1-  ...gidin firma sahibine yazının içeriğinden bahsedin...
efendim yazar burada alman modernitesinin soğuk yüzüyle kullandığı hukuk terminolojisinden faydalanarak "firma sahibi" söz öbeğiyle gözümüzü korkutuyor mu? korkutuyor. FİRMA SAHİBİ! yaz kızım işbu davanın tarafları rukneddin cevdet kekremsi ve hede hödeoğlu olup, will hereby be referred to as BLOG YAZARI and FİRMA SAHİBİ! hell fuckin yeah! du bist wundabar!! jaa ich komme! nasıl bir mastürbasyon! nasıl bir tatmin duygusu!

2-  ...ve ona bir hukuk bürosuna gidip basın yoluyla karalama ve hakaret edildiği gerekçesiyle dava açması gerektiğini anlatın.

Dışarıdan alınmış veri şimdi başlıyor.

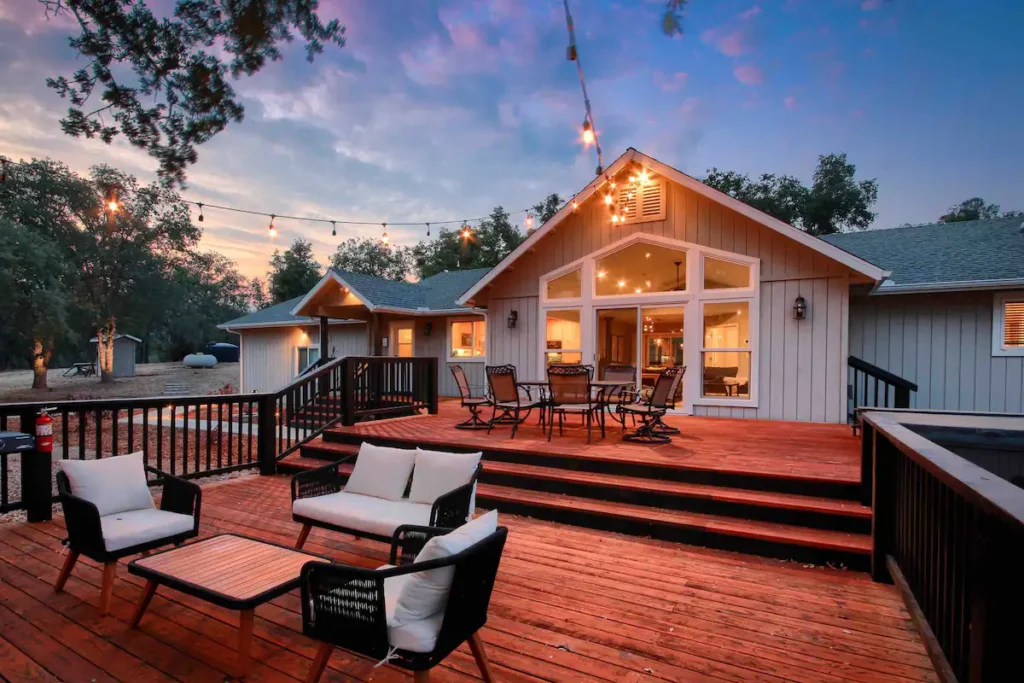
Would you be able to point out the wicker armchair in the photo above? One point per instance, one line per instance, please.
(348, 606)
(108, 538)
(505, 395)
(474, 403)
(570, 394)
(652, 429)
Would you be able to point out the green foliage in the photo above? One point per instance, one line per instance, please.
(369, 257)
(164, 80)
(294, 272)
(976, 209)
(834, 203)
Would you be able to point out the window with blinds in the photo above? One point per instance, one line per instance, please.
(1008, 325)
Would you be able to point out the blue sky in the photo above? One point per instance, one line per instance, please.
(442, 109)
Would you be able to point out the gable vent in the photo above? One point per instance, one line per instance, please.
(647, 203)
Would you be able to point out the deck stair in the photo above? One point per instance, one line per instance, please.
(791, 517)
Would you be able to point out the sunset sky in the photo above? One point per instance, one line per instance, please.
(441, 110)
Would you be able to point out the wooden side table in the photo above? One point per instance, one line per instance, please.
(229, 570)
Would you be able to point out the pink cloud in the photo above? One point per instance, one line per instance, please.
(749, 75)
(671, 82)
(751, 13)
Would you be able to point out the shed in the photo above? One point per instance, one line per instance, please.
(125, 348)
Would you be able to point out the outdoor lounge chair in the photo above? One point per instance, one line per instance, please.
(505, 397)
(110, 513)
(652, 429)
(412, 615)
(570, 394)
(373, 503)
(474, 403)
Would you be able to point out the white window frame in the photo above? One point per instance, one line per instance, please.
(691, 300)
(999, 302)
(448, 338)
(295, 366)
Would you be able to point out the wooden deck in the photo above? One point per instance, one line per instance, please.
(570, 604)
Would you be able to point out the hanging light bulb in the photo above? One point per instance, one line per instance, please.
(588, 132)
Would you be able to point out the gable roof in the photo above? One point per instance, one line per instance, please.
(850, 260)
(280, 314)
(945, 256)
(430, 295)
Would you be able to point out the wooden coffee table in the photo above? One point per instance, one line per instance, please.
(229, 570)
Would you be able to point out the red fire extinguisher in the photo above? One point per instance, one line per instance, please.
(44, 432)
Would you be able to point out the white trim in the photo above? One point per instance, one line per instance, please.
(820, 246)
(448, 338)
(999, 302)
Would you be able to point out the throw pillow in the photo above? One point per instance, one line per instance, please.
(436, 473)
(425, 594)
(113, 484)
(381, 472)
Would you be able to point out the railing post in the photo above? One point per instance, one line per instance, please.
(266, 449)
(883, 505)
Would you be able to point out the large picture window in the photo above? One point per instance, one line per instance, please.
(467, 340)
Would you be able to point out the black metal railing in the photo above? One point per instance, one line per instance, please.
(870, 386)
(950, 536)
(378, 387)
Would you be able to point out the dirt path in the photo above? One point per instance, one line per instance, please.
(150, 380)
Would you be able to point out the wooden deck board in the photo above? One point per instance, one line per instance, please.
(570, 604)
(809, 452)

böyle de tam kutsal kitap gibi oldu ha. ve tanrı yakub'a dedi ki, öyleyse sen de bir hukuk bürosuna gidip basın yoluyla karalama ve hakaret edildiği gerekçesiyle dava açması gerektiğini anlat. yakub cevâb veremedi. şimdi güzel kardeşim, adamın hiç işi gücü yok, bugün huhu giyim, yarın microsoft, öbür gün toyota'ya her türlü boku atabilecek potansiyele sahip ciddiyetsiz bir blog yazarını, hiçbiri salihlide yaşamayan sadece 31 okuru olan bir blog yazarını dava etmek için hukuk bürosuna, avukatlara falan para verecek, üstüne bir de bir sürü yasal prosedür takip edecek.
bir de "basın yoluyla" lafına çok güldüm, bilesin. sanırsın ki bir usa today, washington times yazarıyım da huhu giyimin usame bin ladin'e çorap sattığını tespit ettim. git kendine bir iş güç bul yahu. origami falan öğren, bi duş al.

3- ...banada bu arkadaşın yanlı yayın yaptığı düşüncesi yerleşti hani ökkeşten gayrısını tanımıyormuş ya sonuçta ikiside komşu dükkanlar...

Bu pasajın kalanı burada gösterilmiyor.